Sin embargo, si los talibanes vuelven a sus andadas medievales, reprimen salvajemente a los afganos –y más aún a las afganas–y, además, fomentan otra vez los criaderos de terroristas, todo eso se convertirá, antes o después, en agitación para toda la zona, lo que significará turbulencias y volatilidad en los mercados del gas y del petróleo, en posibles tensiones inflacionarias y, en el peor de los casos, en temores de que el terrorismo ataque de nuevo, con sus trágicas repercusiones en pérdidas de vidas humanas y, también, en impacto sobre los mercados.

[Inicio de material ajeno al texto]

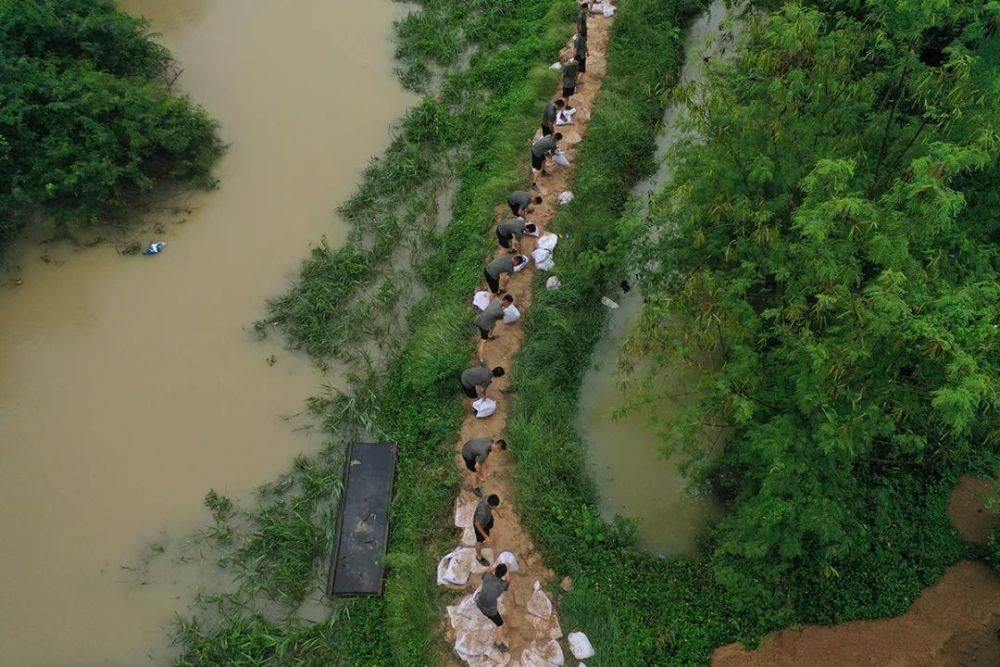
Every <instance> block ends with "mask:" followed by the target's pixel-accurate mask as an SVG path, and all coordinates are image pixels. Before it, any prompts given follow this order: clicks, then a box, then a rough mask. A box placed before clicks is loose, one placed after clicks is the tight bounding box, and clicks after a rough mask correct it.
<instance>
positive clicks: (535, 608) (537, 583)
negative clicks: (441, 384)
mask: <svg viewBox="0 0 1000 667" xmlns="http://www.w3.org/2000/svg"><path fill="white" fill-rule="evenodd" d="M527 607H528V613H529V614H534V615H535V616H537V617H539V618H548V617H549V616H551V615H552V600H550V599H549V596H548V595H546V594H545V591H543V590H542V585H541V584H540V583H539V582H537V581H536V582H535V592H534V593H532V594H531V597H530V598H529V599H528V605H527Z"/></svg>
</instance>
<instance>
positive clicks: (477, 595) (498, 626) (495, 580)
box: [476, 563, 510, 653]
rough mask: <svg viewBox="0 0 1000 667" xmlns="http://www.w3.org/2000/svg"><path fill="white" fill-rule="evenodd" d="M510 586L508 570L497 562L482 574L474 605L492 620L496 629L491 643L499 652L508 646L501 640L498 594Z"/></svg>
mask: <svg viewBox="0 0 1000 667" xmlns="http://www.w3.org/2000/svg"><path fill="white" fill-rule="evenodd" d="M509 586H510V572H508V571H507V566H506V565H504V564H503V563H498V564H497V565H495V566H494V567H492V568H490V569H489V570H488V571H487V572H486V574H484V575H483V586H482V588H480V589H479V593H478V594H477V595H476V606H477V607H479V611H481V612H483V615H484V616H486V618H488V619H490V620H491V621H493V624H494V625H495V626H497V629H496V630H494V631H493V645H494V646H495V647H496V649H497V650H498V651H500V652H501V653H506V652H507V651H509V650H510V647H509V646H507V644H505V643H504V641H503V616H501V615H500V596H501V595H503V594H504V592H505V591H506V590H507V588H508V587H509Z"/></svg>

Esperemos que no se llegue a tanto y que, de un modo u otro, Afganistán consiga un cierto encaje en el escenario mundial. Al fin y al cabo, no será el primer régimen teocrático con el que tengamos que convivir. Estamos ya acostumbrados a algunos otros (e incluso a sus actos represivos sobre las mujeres o sobre las voces críticas) y a dictaduras como la china, ahora tan condescendiente con los radicales afganos. Además, lo más probable es que el nuevo régimen de Kabul, por más que sea apoyado por China, Rusia, Pakistán y Arabia Saudí, acabe descomponiéndose entre la corrupción, el triste deterioro social y de los derechos humanos, amén de su incapacidad para gestionar una recuperación económica del país. Y si se pone especialmente violento y radical, no descartemos que los drones vuelvan a volar sobre Afganistán… lo cual también sería una pésima noticia.

La receta para el inversor ante semejantes incertidumbres es la de siempre: calma y una adecuada diversificación de las carteras… sin perder de vista ni al dinosaurio, ni a sus inquietantes amigos.